Williams v. Calypso Wireless, Inc., C.A. No. 7140-VCL (Del. Ch. Feb. 8, 2012).
Issue Addressed
Whether it was appropriate to appoint a receiver to dissolve Calypso Wireless, Inc.?
Short Answer
The Court of Chancery appointed a receiver to dissolve Calypso and wind up its affairs in light of Calypso’s failure to comply with an order of the Court requiring it to hold an annual shareholders’ meeting, Calypso’s continual violation of federal securities law, and the lack of any apparent ability to obey the Court order or become compliant with federal law.
Another Chancery decision this month also involved the appointment of a receiver, in a case summarized here, involving the failure to comply with an Order granting a demand for books and records.
This summary was prepared by Tara Lattomus of Eckert Seamans.
Background
This suit was commenced by David Williams, a former director of Calypso, challenging his removal as a director. However, this issue was rendered moot by the appointment of a receiver to dissolve the company.
Calypso came into existence in 2002 after the merger with a now defunct but publicly listed Delaware corporation. Since the merger, Calypso never held an annual meeting of shareholders and had not filed a 10K or a 10Q in nearly four years. Although Calypso maintains a website that describes the company in favorable terms, the website contains no information about the company’s finances or governance. However, as of January 31, 2012, Calypso had a market capitalization of approximately $4 million. Most of the publicly available information about Calypso appears on an online stock message board commonly referred to as iHub. Calypso’s directors, including Williams, frequently placed anonymous posts on iHub spreading false information about themselves and the company. Although ascertaining Calypso’s current financial position was difficult, it was clear that it had no income and never generated any revenues. The only significant asset held by Calypso was a U.S. patent which related to the ability of a mobile device to switch between cell towers and Wi-Fi networks. The value of the patent was uncertain however, because although Calypso sued T-Mobile for patent infringement, Calypso assigned away its right to receive 28% of the gross recovery as part of a settlement of matter.
In March 2008, Williams petitioned the Court for an order compelling Calypso to hold an annual meeting. An order was entered on November 5, 2008, requiring Calypso to hold an annual meeting within 45 days of the entry of the order.
Williams attempted to compel Calypso to hold an annual meeting, but was unsuccessful. The company first responded by stating that it could not hold an annual meeting unless it provided stockholders with audited financial statements. Although, at the time, the SEC had adopted a mechanism for a corporation to hold an annual meeting without audited financial statements, the company made no effort to pursue an exception. Williams then attempted to collect the company’s books and records so that the financial statements could be prepared. In the meantime, Williams’ relationship with two other directors, Cristian Turrini and Kyle Pierce, began to deteriorate when he identified unexplained wire transfer and withdrawals and discovered that Pierce’s spouse was disclosing confidential information on iHub and not maintaining his anonymity.
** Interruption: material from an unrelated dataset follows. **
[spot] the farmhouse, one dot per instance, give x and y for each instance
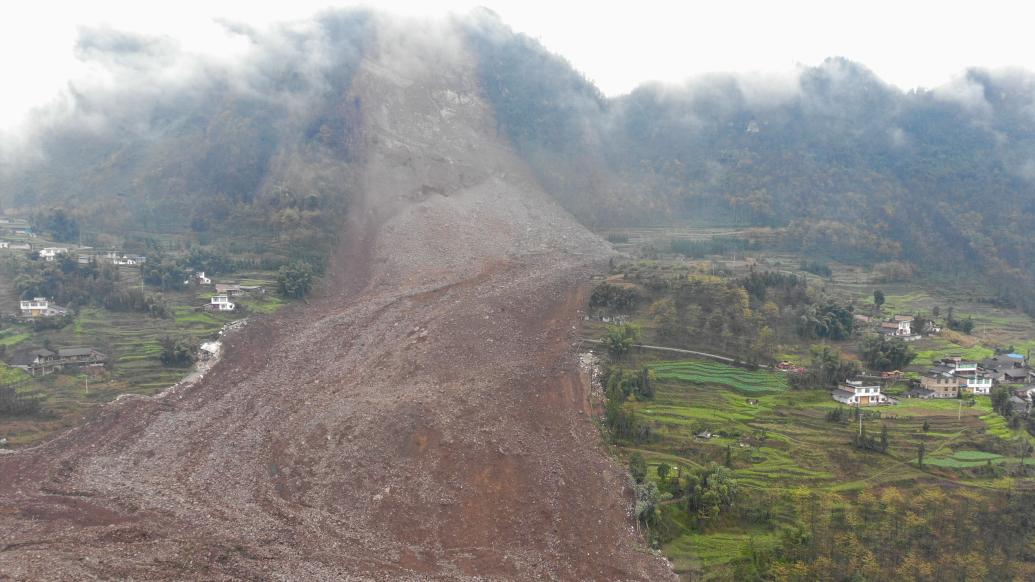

Williams had no problem with the posts, just that they weren’t anonymous. Turrini and Pierce demanded the return of the corporate records, but Williams refused. They then sought to remove Williams from the board and called a special meeting on December 15, 2011. Despite misleading statements in the proxy card, the affirmative vote fell short of the majority of the shares entitled to vote on the issue. However, Turrini and Pierce claimed that Williams had been validly removed and appointed someone else to take his position on the board. When Williams challenged his removal, Pierce informed Williams that they had been advised by Delaware counsel that Williams’ removal was valid. Nobody was ever able to identify this Delaware lawyer.
Summary of Court’s Reasoning
The Court of Chancery began by pointing out that Calypso was required to hold an annual shareholders’ meeting on or before December 22, 2008, over three years ago. Calypso never asked the Court to modify its order or took any steps to receive the discretionary exception offered by the SEC to hold a meeting without audited financial statements. Section 322 of the Delaware General Corporation Law (“DGCL”) provides that if a corporation fails to obey an order of the Court there is sufficient grounds for appointment of a receiver.
After recognizing the scope of a receiver’s powers under DGCL Sections 323 and 291, the Court stated that the case called for a receiver with a broad charge. The Court recognized that Calypso lacked the resources to hold an annual meeting and had no realistic ability to become compliant with federal securities laws, but what the Court found most troubling was Calypso’s website and its glowing treatment of the company as well as the false statements on iHub. The Court stated that the online information presented a significant risk of harm to innocent investors.
Recognizing that Delaware has a powerful interest in preventing its corporations from being used as vehicles for fraud, the Court found it appropriate to appoint a receiver to dissolve Calypso and wind up it affairs. The responsibilities of the receiver included marshalling the company’s assets, including the patent, and through an appropriate sale process, delivering the value of the patent to Calypso for the benefit of its creditors.